Sowell learned about the Ronald E. McNair Post-baccalaureate Achievement Program after she enrolled in UNT as an Honors College student. The federally funded program prepares undergraduate students who are the first in their families to attend college, are from economically marginalized families or are members of groups that are traditionally underrepresented in graduate education to pursue doctoral study. McNair Scholars are paired with UNT faculty mentors to conduct research. The students often present their research findings at professional conferences. They also undergo intense preparation for graduate school.
Sowell has researched human rights topics with James Meernik, professor of political science, for more than two years. In her primary research, she investigated whether or not Amnesty International reports on human rights violations in specific countries will lead to decreased intensity of civil conflicts.

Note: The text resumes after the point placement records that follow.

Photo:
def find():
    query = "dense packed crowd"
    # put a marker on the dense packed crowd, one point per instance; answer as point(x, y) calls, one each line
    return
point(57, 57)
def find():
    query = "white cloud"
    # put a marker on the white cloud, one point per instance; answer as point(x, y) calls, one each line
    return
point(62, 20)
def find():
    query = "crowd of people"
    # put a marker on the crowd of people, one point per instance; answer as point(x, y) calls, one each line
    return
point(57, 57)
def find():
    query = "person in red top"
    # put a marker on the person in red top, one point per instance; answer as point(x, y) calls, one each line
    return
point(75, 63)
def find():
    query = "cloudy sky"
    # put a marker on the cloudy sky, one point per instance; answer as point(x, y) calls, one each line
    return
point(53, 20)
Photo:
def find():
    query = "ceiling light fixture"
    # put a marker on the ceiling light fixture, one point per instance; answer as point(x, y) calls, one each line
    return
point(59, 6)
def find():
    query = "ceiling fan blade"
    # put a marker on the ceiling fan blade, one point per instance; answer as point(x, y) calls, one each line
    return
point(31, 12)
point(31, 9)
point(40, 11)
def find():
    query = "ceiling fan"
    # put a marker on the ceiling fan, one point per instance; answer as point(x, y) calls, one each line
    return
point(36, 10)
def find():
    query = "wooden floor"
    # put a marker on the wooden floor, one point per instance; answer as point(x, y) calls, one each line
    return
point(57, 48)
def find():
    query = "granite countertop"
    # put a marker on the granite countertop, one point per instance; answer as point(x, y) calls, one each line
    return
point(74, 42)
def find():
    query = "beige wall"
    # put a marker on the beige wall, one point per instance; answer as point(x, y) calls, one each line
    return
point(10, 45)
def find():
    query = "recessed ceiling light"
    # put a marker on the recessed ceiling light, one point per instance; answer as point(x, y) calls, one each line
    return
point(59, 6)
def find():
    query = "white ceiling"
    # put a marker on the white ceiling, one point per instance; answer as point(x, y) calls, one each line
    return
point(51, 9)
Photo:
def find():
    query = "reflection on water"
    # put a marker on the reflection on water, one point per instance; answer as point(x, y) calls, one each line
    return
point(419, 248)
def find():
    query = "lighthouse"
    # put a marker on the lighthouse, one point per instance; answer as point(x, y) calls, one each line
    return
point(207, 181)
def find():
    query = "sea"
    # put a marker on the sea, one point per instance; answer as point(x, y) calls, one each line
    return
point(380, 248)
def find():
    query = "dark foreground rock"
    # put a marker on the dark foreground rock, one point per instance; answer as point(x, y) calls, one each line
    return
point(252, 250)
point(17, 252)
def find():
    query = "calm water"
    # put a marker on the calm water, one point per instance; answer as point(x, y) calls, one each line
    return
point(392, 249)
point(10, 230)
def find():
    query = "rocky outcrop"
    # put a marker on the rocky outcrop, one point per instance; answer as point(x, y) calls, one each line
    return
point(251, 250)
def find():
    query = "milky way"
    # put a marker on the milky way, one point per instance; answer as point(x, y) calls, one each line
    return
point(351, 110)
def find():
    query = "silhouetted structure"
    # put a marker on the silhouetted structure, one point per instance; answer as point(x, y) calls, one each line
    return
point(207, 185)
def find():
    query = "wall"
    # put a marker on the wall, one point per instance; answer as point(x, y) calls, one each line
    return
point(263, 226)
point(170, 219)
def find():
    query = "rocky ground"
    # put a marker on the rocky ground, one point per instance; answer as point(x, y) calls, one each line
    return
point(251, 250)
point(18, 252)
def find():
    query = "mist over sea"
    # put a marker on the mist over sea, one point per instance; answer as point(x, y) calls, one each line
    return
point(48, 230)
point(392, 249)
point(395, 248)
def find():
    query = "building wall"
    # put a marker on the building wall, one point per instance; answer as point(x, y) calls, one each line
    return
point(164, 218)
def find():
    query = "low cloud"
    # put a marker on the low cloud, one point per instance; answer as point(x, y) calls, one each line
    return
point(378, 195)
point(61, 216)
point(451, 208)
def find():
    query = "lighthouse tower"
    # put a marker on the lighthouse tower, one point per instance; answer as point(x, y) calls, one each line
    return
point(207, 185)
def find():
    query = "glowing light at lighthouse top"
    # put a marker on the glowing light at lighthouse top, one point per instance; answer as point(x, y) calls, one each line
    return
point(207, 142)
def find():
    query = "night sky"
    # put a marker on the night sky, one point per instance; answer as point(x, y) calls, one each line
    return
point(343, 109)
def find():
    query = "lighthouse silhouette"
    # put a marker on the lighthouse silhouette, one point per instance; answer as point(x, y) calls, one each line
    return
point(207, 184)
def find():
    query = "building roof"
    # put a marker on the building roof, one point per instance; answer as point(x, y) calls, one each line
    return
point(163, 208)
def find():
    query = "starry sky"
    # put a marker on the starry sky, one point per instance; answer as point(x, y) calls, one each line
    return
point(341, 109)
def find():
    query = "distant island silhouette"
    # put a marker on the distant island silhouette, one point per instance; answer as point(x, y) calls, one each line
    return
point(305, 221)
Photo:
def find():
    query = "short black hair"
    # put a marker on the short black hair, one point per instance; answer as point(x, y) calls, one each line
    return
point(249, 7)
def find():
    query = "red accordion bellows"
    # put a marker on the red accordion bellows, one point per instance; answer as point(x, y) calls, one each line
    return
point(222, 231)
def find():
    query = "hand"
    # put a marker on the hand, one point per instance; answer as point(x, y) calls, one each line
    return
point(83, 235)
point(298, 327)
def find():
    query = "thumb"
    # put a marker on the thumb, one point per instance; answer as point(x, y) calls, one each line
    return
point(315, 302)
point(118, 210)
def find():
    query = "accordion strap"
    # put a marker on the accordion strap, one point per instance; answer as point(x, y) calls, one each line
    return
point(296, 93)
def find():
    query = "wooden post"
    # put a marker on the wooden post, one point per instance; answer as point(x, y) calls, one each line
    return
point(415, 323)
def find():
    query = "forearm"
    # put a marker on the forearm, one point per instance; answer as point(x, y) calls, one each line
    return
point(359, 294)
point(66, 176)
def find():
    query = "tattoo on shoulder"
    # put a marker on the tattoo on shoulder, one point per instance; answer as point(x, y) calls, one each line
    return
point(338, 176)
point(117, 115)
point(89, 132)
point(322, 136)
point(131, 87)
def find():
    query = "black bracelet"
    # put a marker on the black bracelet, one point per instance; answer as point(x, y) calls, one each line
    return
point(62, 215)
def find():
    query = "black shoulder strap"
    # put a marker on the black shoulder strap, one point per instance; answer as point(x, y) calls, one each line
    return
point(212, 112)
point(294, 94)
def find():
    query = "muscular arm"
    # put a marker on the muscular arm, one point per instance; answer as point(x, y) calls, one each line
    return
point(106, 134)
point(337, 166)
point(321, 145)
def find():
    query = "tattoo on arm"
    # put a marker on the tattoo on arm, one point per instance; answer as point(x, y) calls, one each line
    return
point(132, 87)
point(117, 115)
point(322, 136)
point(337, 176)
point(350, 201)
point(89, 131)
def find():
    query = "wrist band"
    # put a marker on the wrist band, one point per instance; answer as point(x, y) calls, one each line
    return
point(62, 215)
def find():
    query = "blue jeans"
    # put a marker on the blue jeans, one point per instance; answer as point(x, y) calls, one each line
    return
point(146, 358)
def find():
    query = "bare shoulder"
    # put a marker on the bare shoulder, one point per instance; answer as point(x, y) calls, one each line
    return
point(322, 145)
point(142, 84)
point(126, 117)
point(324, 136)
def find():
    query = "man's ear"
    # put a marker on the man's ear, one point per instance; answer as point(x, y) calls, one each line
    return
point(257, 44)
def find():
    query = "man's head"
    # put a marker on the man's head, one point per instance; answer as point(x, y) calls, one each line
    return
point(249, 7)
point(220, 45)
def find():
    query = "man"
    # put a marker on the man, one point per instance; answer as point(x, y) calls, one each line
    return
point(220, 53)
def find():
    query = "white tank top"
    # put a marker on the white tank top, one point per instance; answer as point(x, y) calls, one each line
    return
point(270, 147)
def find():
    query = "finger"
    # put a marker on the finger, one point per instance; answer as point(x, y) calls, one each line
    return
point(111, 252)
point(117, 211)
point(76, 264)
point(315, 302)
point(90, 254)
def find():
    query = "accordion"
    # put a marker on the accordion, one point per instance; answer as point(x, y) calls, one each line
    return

"I learned that human rights reports make other countries more likely to take action against the countries violating human rights, such as putting sanctions in place," says Sowell, who presented her research in February at the International Studies Association annual convention. She also will present at the Midwest Political Science Association National Conference later this month.
In addition, Sowell is the co-author of articles on the research that were published or accepted for publication in Peace and Conflict 2010 and Journal of Conflict Resolution.
Diana Elrod, director of the McNair Program at UNT, says the program includes "the brightest and the most promising students UNT has to offer."
"In order for someone to stand out in this group, the individual must possess unique attributes. During our first meeting, I sensed Marsha was exceptional and few people would ever cross my path possessing the scholastic ability, sensitivity and determination innate to this young woman," Elrod says.
James Duban, director of the UNT Office for Nationally Competitive Scholarships, called Sowell "a credit to the McNair Program, the Honors College, and to the Department of Political Science."
"She has excelled in research-based undergraduate education and is destined to make significant contributions to her field of study," Duban says.
Sowell received several scholarships from UNT, including the Honors College J/R Leliaert Scholarship, C.J. "Red" Davidson Scholarship and the Mary D. Walsh Endowed Scholarship. She was named to Who's Who Among Students in American Universities and Colleges and received this year's David B. Kesterson Award for Outstanding Honors College Student as well as the Fred Gantt Award for Outstanding Undergraduate Student and the Ralph Yarborough Award for Best Undergraduate Paper from the Department of Political Science. She will graduate from UNT as an Honors College Distinguished Scholar.